Today I ate a truly beautiful salad for lunch. It included dark leafy greens, roasted golden and purple beets, sweet red onion, small white beans and carrots, all cut into ribbons and tossed. The flavors were so refreshing and bright that I didn’t miss a dressing at all (though a little olive oil and lime would have been ideal in retrospect), and the visual effect was like summer in a bowl. To accompany the greens, there were potatoes roasted in a traditional Andean adobe oven, peeled and sprinkled with a little salt while still hot. All this while sitting in the adobe kitchen house of a family in one of the many indigenous comunidades in the mountains surrounding Cuzco, having conversations in Spanish, Quechua and Italian and feeding the potato peelings to the many cuy (guinea pigs) running around the floor.
I spent the day visiting some of Centro Yanapanakusun’s projects in the comunidades in Huancarani district, about 60km outside Cuzco proper. They are particularly involved in promoting education, so a large part of the day was spent at schools that the center has helped build and provides academic support to and at the Salas de Cultura that the center has or is building as spaces for workshops, activities and afterschool programs.

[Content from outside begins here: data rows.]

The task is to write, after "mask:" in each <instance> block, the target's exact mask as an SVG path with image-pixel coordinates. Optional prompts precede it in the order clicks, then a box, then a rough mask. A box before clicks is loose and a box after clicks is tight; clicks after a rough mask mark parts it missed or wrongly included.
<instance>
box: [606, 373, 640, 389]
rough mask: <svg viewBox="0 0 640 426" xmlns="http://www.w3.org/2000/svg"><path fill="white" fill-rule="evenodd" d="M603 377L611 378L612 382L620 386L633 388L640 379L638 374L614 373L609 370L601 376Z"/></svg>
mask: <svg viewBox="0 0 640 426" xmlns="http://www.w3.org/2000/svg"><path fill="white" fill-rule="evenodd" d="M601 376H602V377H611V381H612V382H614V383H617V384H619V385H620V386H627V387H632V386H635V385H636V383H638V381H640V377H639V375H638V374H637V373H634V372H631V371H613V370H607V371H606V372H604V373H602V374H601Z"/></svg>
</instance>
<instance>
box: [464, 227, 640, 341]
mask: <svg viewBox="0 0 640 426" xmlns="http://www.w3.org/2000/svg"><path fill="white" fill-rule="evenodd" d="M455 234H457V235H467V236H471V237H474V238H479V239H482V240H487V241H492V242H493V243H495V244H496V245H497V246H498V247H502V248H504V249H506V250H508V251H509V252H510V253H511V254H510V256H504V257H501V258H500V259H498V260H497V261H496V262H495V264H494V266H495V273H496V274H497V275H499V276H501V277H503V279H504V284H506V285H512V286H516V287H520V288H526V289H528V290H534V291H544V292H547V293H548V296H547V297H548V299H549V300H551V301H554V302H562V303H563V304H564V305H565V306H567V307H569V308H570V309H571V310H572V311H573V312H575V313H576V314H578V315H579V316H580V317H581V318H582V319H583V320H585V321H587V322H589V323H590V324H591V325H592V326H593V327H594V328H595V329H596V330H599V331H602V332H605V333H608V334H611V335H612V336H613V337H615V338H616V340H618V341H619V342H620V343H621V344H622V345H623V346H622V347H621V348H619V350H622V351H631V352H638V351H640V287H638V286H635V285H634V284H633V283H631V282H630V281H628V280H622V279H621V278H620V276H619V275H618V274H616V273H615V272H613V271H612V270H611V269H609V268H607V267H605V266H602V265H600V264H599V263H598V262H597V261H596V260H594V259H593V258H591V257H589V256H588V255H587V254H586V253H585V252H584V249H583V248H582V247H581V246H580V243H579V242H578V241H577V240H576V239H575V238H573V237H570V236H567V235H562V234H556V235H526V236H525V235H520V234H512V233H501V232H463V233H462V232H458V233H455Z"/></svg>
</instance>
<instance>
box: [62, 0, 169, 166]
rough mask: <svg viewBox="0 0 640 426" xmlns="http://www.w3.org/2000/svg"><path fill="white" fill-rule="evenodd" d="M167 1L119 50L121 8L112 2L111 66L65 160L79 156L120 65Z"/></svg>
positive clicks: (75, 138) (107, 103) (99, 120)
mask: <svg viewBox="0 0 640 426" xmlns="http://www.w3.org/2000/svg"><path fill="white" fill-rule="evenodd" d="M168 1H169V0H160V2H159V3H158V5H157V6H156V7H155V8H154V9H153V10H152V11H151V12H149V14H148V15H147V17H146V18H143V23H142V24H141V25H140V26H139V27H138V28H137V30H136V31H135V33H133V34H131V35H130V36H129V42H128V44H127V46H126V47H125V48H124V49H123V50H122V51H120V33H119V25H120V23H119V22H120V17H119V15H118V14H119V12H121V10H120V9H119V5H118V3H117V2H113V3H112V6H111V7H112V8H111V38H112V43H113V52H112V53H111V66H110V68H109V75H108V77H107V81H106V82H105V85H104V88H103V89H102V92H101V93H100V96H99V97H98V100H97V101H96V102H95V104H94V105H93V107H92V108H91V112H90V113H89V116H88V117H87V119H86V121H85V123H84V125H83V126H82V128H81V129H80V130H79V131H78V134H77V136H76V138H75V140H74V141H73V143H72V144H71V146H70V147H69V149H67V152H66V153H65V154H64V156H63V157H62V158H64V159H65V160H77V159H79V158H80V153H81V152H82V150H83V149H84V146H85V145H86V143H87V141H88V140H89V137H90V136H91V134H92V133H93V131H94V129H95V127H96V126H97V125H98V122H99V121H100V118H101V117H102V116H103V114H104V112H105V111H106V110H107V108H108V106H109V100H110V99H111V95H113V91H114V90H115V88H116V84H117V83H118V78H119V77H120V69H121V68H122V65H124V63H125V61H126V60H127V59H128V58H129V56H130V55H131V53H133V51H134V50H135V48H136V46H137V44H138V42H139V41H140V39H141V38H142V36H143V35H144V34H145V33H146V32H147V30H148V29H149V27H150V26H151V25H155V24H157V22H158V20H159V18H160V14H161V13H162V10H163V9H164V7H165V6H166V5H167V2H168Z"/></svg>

The poverty is extreme out in the Sierra, but it seems that at least in the schools that Yanapakusun works with, there is some effort to maintain a certain level of instruction. The lack of materials, usable space, food and everything else you can imagine is debilitating, but children are going to school and learning, and according to the director of one school, are continuing on to secondary school. A big difficulty, also according to the director, is convincing parents that school is a better use of a child’s time than work (though something tells me that this is far from the most pressing problem the schools face). But they push on, and the kids learn and get the chance to be children and not small adults. I will get more into depth regarding Centro Yanapanakusun and its work at another time, suffice to say that it is an NGO that actually manages to reach its target population with useful and deeply contextualized services and that you should check out the website for more details. And definitely consider staying there if you happen to come to Cuzco.
On another note, I want to discuss the woman who sells tamales in the Plaza de Armas here in Cuzco. They are 80 centavos a piece, she has both dulces and salados (sweet or savory), and they are so good that I cannot walk by her without buying one. The masa (corn dough) is so light and fluffy it practically disintegrates in your mouth. The Peruvian style tamal is a little different that the Mexican version many of us are accustomed to, in that it isn’t really stuffed with meat. Instead the meat and other contents are sort of dispersed throughout the tamal, and there tends to be a low meat to dough ratio. It becomes more of a snack instead of the main dish of a meal, and a pretty ideal snack at that since you can walk and eat one at the same time (it comes in its corn husk wrapper, of course). I haven’t tried the sweet version yet because I’m too addicted to the savory, but I promise I will soon. I have no doubt that it will be just as delicious and crave-inducing. So you know, she is located just outside Gato’s Market every day, all day until she sells out. Try one, you will not be disappointed.